Flash Attention (Dao et al., 2022; FA2 2023) solves a key bottleneck: standard attention implementations are IO-bound, spending most time reading/writing the attention matrix to HBM (GPU global memory). Flash Attention tiles the computation to keep data in fast SRAM registers.

Why Standard Attention Is Slow

The naive attention algorithm materialises the full N×N attention matrix in HBM. For a 32K sequence in a 40-layer model, this is 32,000² × 40 × 2 bytes ≈ 80 GB of HBM reads/writes per forward pass — regardless of GPU compute speed. The GPU is mostly waiting for memory transfers.

What Flash Attention Does

It reorders the attention computation into small blocks that fit in the GPU's L2 cache (SRAM), fuses the softmax normalisation across blocks using an online algorithm, and never writes the full N×N matrix to HBM. The result is O(N) memory instead of O(N²) — the same mathematical output, faster and using dramatically less VRAM.

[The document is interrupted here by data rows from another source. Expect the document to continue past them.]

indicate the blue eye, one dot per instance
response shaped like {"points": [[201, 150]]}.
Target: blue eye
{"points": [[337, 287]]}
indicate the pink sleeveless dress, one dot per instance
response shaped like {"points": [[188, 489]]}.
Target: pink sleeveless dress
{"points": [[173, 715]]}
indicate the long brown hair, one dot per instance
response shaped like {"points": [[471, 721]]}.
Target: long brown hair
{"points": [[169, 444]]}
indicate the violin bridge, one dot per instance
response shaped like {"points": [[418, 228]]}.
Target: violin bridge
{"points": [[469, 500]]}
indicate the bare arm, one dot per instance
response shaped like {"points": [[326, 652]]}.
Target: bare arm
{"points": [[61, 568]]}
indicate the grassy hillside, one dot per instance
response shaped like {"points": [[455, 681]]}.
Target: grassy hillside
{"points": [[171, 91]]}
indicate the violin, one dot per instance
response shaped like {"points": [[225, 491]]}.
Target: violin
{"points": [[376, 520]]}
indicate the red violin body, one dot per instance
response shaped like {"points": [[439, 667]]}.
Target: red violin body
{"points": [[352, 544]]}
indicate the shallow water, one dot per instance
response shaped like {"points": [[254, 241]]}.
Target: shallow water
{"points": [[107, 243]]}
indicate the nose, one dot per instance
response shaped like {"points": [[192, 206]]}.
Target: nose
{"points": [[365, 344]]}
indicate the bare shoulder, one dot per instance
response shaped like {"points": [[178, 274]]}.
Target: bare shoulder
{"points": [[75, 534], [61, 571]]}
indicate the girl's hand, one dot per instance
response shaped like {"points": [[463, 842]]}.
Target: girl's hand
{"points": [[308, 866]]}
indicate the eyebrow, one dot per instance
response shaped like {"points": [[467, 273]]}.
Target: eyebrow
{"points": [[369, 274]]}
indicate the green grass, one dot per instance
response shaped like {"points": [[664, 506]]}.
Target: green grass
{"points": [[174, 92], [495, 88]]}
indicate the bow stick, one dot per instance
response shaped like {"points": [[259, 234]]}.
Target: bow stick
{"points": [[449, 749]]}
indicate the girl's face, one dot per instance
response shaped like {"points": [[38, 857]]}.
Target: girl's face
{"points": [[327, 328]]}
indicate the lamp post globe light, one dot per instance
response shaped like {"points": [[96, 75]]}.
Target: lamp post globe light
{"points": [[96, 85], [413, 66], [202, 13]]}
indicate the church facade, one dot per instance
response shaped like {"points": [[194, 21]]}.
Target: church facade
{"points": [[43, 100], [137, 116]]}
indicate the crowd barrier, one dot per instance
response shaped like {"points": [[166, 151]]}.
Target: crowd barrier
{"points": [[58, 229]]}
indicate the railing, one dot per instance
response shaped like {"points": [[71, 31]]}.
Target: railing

Flash Attention 2 Improvements

Better parallelism across attention heads (fewer sync barriers)
Full GQA and MQA support
~2× throughput vs FA1 on A100
Supports causal masking, ALiBi, RoPE without overhead

Flash Attention 3 (2024)

Targets H100 Tensor Cores. Overlaps computation and data transfer (async pipeline), enabling ~75% utilisation of H100 peak FP16 throughput. Available in vLLM ≥0.4 and SGLang.

Why It Matters for On-Premise

Flash Attention is enabled by default in most modern inference stacks (vLLM, Ollama, llama.cpp). But you must ensure your PyTorch build includes it (pip install flash-attn requires GCC and CUDA SDK). Without it, a 32K context can OOM a GPU that would otherwise handle it fine.